By Jeff Weist, Jefferson County Business Lobby
June 2, 2020
After hurriedly adjourning in mid-March as the COVID-19 crisis hit, the Colorado State Legislature reconvened last week for a short session to accomplish “mission critical” bills before they return to socially distancing.
Expected to last about three weeks, the Legislature must, first and foremost, pass a state budget for next year. The stay-at-home orders shutting down many businesses has hit local and state government revenues (not to mention those of our businesses) hard. The Joint Budget Committee – on which Jefferson County Senator Rachel Zenzinger sits – had to spend weeks re-writing next year’s budget to cut out about 25%, a daunting experience for any government.
In order to be done in three weeks, the Legislature has or will be killing off the majority of the roughly 350 bills that were on the calendar when they recessed in March. That includes some major bills the JCBL was working for or against, such as the paid family and medical leave bill. (Although there is a chance that proposal winds up before the voters in November.)
But the Legislature will take this month time to consider a number of bills in response to COVID-19, many of which target businesses. We will likely see bills to make companies liable for price gouging in a declared emergency, declare that a COVID infection in a worker in an “essential” business should be covered by workers comp, protect employee whistleblowers who call out unsafe work conditions from retaliation and mandate that all businesses provide a paid sick leave policy, among other new mandates and costs on businesses. The JCBL is working with other business groups to defeat or moderate these last-minute bills.
On the positive side, the Legislature appears poised to refer a constitutional amendment to the voters in November that would repeal the Gallagher Amendment to the Colorado Constitution. That formula for setting residential and business personal property assessment rates has had a decades-long effect of shifting a disproportionate share of property tax liability to business owners.
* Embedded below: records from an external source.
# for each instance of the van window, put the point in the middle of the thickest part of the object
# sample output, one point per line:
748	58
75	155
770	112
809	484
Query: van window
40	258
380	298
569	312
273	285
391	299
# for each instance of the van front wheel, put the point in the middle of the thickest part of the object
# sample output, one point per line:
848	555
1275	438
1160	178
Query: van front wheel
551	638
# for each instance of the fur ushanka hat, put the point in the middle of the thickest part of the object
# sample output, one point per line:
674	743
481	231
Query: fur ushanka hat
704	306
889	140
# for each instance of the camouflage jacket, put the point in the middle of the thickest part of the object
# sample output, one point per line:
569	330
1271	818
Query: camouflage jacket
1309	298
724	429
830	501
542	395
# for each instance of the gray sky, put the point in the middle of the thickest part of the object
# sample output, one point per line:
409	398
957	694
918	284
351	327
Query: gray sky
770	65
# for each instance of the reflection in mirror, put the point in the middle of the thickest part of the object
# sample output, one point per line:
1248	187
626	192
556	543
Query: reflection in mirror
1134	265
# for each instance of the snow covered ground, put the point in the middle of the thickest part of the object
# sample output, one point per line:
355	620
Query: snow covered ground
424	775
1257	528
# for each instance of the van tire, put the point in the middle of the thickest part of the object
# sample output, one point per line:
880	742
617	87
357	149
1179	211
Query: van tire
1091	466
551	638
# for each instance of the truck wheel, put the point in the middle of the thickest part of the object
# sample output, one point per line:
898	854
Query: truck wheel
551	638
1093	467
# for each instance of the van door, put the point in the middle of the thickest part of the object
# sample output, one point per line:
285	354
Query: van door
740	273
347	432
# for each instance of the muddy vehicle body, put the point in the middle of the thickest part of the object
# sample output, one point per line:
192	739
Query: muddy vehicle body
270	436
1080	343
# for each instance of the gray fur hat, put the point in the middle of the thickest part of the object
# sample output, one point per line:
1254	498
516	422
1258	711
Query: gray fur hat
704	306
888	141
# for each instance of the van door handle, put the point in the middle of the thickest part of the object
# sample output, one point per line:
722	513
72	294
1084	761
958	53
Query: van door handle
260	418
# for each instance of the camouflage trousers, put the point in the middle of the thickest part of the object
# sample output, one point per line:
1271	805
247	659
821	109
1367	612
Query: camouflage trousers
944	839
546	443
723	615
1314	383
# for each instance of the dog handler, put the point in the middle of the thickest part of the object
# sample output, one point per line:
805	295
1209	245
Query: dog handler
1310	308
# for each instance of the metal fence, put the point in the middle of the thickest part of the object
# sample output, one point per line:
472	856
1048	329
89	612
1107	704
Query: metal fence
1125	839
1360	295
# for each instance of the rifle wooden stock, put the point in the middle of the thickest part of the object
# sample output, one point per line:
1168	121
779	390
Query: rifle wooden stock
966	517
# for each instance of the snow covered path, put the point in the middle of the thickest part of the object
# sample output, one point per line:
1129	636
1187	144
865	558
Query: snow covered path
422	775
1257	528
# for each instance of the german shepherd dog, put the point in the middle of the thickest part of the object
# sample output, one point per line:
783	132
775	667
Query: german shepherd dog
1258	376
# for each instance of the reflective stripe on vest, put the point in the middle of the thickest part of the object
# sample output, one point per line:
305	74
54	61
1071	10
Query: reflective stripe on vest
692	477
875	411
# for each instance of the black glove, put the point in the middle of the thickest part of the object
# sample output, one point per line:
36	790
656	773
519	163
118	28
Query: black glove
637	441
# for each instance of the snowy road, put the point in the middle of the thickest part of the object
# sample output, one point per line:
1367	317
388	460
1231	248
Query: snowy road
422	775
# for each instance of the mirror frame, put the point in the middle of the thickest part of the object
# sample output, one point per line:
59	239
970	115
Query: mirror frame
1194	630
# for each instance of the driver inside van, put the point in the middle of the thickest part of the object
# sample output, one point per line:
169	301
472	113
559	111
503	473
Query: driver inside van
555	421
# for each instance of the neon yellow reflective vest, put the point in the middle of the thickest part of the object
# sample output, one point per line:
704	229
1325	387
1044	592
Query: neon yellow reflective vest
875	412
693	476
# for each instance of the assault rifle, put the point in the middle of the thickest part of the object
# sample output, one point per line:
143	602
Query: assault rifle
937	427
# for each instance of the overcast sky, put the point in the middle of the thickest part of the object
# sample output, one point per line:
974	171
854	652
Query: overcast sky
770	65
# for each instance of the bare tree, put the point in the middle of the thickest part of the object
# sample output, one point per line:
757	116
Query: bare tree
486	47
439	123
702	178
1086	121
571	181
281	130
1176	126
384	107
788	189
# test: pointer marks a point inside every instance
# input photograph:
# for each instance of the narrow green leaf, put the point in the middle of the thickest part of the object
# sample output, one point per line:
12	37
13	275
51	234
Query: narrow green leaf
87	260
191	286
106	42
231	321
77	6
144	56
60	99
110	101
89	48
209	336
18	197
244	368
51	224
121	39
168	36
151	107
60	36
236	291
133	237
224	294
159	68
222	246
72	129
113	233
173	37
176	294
Therefore before jumping ahead with your business consider reading some tax-resolution-testimonials.
The Jefferson County Business Lobby advocates as the unified voice of 3,000 Jefferson County businesses for public policies that strengthen our business climate. The JCBL is a partnership comprised of the Arvada, Evergreen, Golden, West Metro, Westminster and Wheat Ridge Chambers of Commerce, the Jefferson County Economic Development Corporation, the Applewood and Wheat Ridge Business Associations and the Alameda Connects BID.